The system architecture consists of three core layers:
1. **Document Processing and Parsing Layer**: Solves the problem of structured PDF extraction, handling scenarios such as text layer extraction, table recognition, and multi-column layout parsing. High-quality parsing is the foundation for subsequent semantic retrieval.
2. **Semantic Embedding and Vector Indexing**: Splits documents into text chunks, converts them into high-dimensional vectors via embedding models, and uses vector databases (e.g., FAISS, Chroma) to store and build semantic indexes.
3. **Retrieval and Generation Collaboration**: Converts user queries into vectors to retrieve relevant fragments, then inputs both the query and fragments into the large model to generate answers—ensuring answers are evidence-based and can integrate reasoning from multiple fragments.

## Detailed Explanation of Key Technical Implementation Points

The project's key technologies include:
1. **Optimization of Text Chunking Strategy**: Need to balance granularity (too fine leads to loss of context, too coarse introduces irrelevant information). An intelligent strategy is adopted to consider paragraph boundaries, sentence integrity, and semantic coherence, and overlapping chunking is used to mitigate boundary information loss.
2. **Considerations for Embedding Model Selection**: General models (e.g., OpenAI text-embedding-ada-002) are suitable for a wide range of scenarios, while domain-specific models (fine-tuned models for law, medicine, etc.) perform better on professional documents. Selection should be based on the target document type, or hot-swapping should be supported.
3. **Re-ranking and Result Refinement**: Adopts two-stage retrieval (recall + re-ranking). The initial retrieval results are optimized via re-ranking models to balance computational cost and retrieval quality.
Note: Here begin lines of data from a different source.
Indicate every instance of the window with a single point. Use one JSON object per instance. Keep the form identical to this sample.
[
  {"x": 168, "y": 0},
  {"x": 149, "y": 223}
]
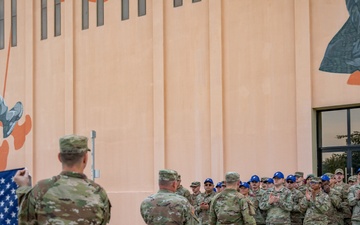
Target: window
[
  {"x": 338, "y": 134},
  {"x": 85, "y": 14},
  {"x": 141, "y": 7},
  {"x": 177, "y": 3},
  {"x": 124, "y": 9},
  {"x": 2, "y": 25},
  {"x": 57, "y": 19},
  {"x": 43, "y": 19},
  {"x": 99, "y": 13}
]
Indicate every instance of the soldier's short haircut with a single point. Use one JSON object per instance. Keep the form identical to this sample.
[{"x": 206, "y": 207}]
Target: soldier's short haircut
[{"x": 70, "y": 159}]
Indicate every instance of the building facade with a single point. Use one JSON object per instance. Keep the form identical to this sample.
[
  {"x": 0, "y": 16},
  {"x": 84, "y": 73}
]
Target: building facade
[{"x": 199, "y": 86}]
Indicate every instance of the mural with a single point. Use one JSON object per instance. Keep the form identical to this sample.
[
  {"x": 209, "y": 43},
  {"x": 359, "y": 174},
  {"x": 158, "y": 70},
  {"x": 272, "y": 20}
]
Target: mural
[{"x": 343, "y": 52}]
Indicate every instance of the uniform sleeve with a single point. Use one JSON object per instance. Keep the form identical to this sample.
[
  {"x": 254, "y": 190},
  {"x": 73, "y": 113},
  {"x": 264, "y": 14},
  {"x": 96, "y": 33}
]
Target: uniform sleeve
[
  {"x": 304, "y": 204},
  {"x": 26, "y": 204},
  {"x": 322, "y": 203},
  {"x": 248, "y": 219},
  {"x": 286, "y": 203},
  {"x": 212, "y": 213},
  {"x": 264, "y": 202},
  {"x": 107, "y": 207},
  {"x": 352, "y": 197},
  {"x": 191, "y": 219}
]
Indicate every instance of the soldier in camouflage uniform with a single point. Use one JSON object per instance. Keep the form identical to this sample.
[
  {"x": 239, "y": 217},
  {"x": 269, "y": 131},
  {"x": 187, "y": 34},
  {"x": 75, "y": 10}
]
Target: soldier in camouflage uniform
[
  {"x": 166, "y": 207},
  {"x": 255, "y": 196},
  {"x": 229, "y": 206},
  {"x": 196, "y": 195},
  {"x": 277, "y": 201},
  {"x": 297, "y": 214},
  {"x": 352, "y": 180},
  {"x": 68, "y": 198},
  {"x": 343, "y": 188},
  {"x": 334, "y": 215},
  {"x": 354, "y": 201},
  {"x": 301, "y": 186},
  {"x": 203, "y": 210},
  {"x": 316, "y": 203},
  {"x": 180, "y": 190}
]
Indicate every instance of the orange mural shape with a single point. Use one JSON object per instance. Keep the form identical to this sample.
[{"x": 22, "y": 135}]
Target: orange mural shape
[
  {"x": 4, "y": 152},
  {"x": 20, "y": 131}
]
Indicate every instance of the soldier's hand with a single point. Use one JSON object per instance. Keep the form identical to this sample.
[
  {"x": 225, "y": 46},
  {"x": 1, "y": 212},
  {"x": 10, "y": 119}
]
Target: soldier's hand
[{"x": 21, "y": 178}]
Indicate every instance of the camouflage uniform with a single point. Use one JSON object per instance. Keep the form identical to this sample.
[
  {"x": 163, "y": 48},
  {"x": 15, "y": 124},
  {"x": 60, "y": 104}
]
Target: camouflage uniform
[
  {"x": 355, "y": 203},
  {"x": 196, "y": 199},
  {"x": 334, "y": 216},
  {"x": 230, "y": 207},
  {"x": 69, "y": 198},
  {"x": 296, "y": 214},
  {"x": 255, "y": 197},
  {"x": 204, "y": 215},
  {"x": 166, "y": 207},
  {"x": 316, "y": 209},
  {"x": 184, "y": 192},
  {"x": 344, "y": 207},
  {"x": 278, "y": 212}
]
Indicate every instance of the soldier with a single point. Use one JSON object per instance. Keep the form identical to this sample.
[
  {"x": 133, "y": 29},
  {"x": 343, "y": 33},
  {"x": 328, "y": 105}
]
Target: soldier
[
  {"x": 229, "y": 206},
  {"x": 316, "y": 203},
  {"x": 196, "y": 195},
  {"x": 180, "y": 190},
  {"x": 218, "y": 187},
  {"x": 166, "y": 207},
  {"x": 255, "y": 196},
  {"x": 352, "y": 180},
  {"x": 343, "y": 188},
  {"x": 203, "y": 210},
  {"x": 269, "y": 183},
  {"x": 68, "y": 198},
  {"x": 296, "y": 214},
  {"x": 277, "y": 201},
  {"x": 263, "y": 185},
  {"x": 354, "y": 201},
  {"x": 300, "y": 182},
  {"x": 334, "y": 214}
]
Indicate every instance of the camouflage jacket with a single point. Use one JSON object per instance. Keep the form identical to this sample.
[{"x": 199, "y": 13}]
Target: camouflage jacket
[
  {"x": 195, "y": 199},
  {"x": 334, "y": 215},
  {"x": 344, "y": 191},
  {"x": 203, "y": 214},
  {"x": 278, "y": 212},
  {"x": 166, "y": 207},
  {"x": 316, "y": 209},
  {"x": 255, "y": 197},
  {"x": 230, "y": 207},
  {"x": 354, "y": 202},
  {"x": 69, "y": 198},
  {"x": 297, "y": 214},
  {"x": 184, "y": 192}
]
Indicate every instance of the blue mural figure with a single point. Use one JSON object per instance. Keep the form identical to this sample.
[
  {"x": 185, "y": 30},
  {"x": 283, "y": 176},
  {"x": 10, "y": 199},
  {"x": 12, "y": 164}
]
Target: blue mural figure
[
  {"x": 343, "y": 52},
  {"x": 9, "y": 118}
]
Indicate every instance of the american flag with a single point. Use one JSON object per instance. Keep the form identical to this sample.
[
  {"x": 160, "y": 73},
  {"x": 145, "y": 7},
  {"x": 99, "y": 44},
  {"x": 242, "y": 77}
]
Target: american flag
[{"x": 8, "y": 200}]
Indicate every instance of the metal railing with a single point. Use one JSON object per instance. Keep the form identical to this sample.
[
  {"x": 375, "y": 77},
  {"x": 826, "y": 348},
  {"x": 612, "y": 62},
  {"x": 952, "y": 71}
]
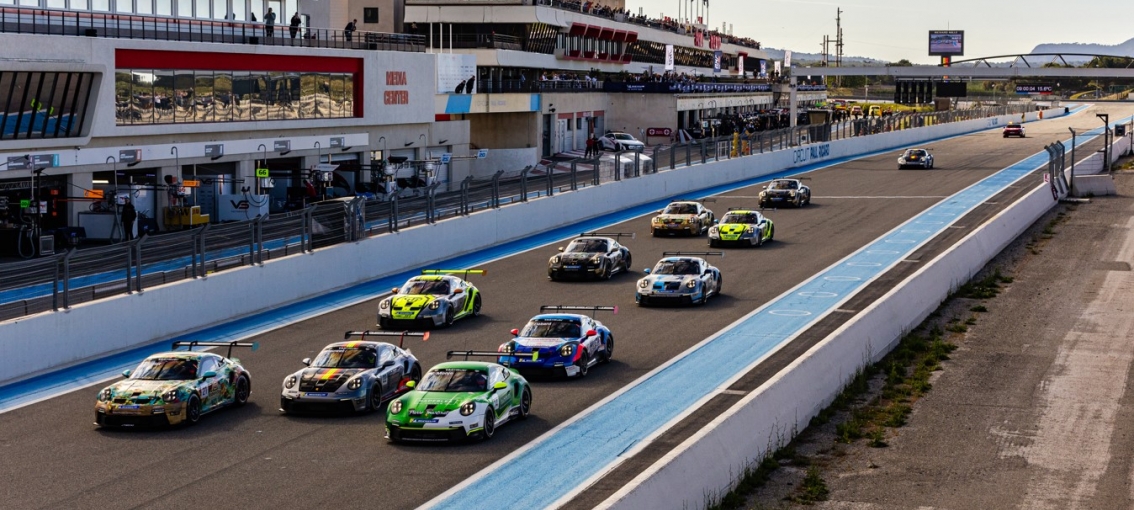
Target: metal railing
[
  {"x": 78, "y": 275},
  {"x": 52, "y": 22}
]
## Application Scenarios and Practical Value

The system's application scenarios include:
1. **Enterprise Knowledge Base Q&A**: Employees query internal documents via natural language to quickly obtain information, lowering the threshold for knowledge acquisition and improving the efficiency of organizational information flow.
2. **Academic Literature Auxiliary Research**: After users upload paper PDFs, they can ask questions about research methods, experimental results, etc., to quickly grasp the key points of the literature.
3. **Contract and Legal Document Review**: Assists professionals in locating relevant clauses, explaining terms, and comparing document similarities and differences—improving review efficiency and accuracy.

## Technical Challenges and Future Optimization Directions

The current system's challenges and optimization directions are:
1. **Multi-modal Document Processing**: Modern PDFs contain non-text elements such as charts. Multi-modal embedding models need to be introduced to include images in the scope of semantic retrieval.
2. **Multi-turn Dialogue and Context Management**: Currently supports single-turn Q&A. Dialogue state needs to be maintained, and historical context should be incorporated into the retrieval and generation process to implement follow-up question functionality.
3. **Citation Tracing and Interpretability**: Need to clarify the source of document fragments that answers are based on, provide original text citations, and enhance user trust—especially applicable to high-risk decision-making scenarios.

## Project Summary and Technical Outlook

The rag-document-chat project demonstrates the practical application path of RAG technology. By combining semantic search with large models, it provides a feasible solution for intelligent document Q&A. As embedding models, vector databases, and large models evolve, the performance and application boundaries of RAG systems will continue to expand, becoming an important infrastructure in the fields of knowledge management and information retrieval.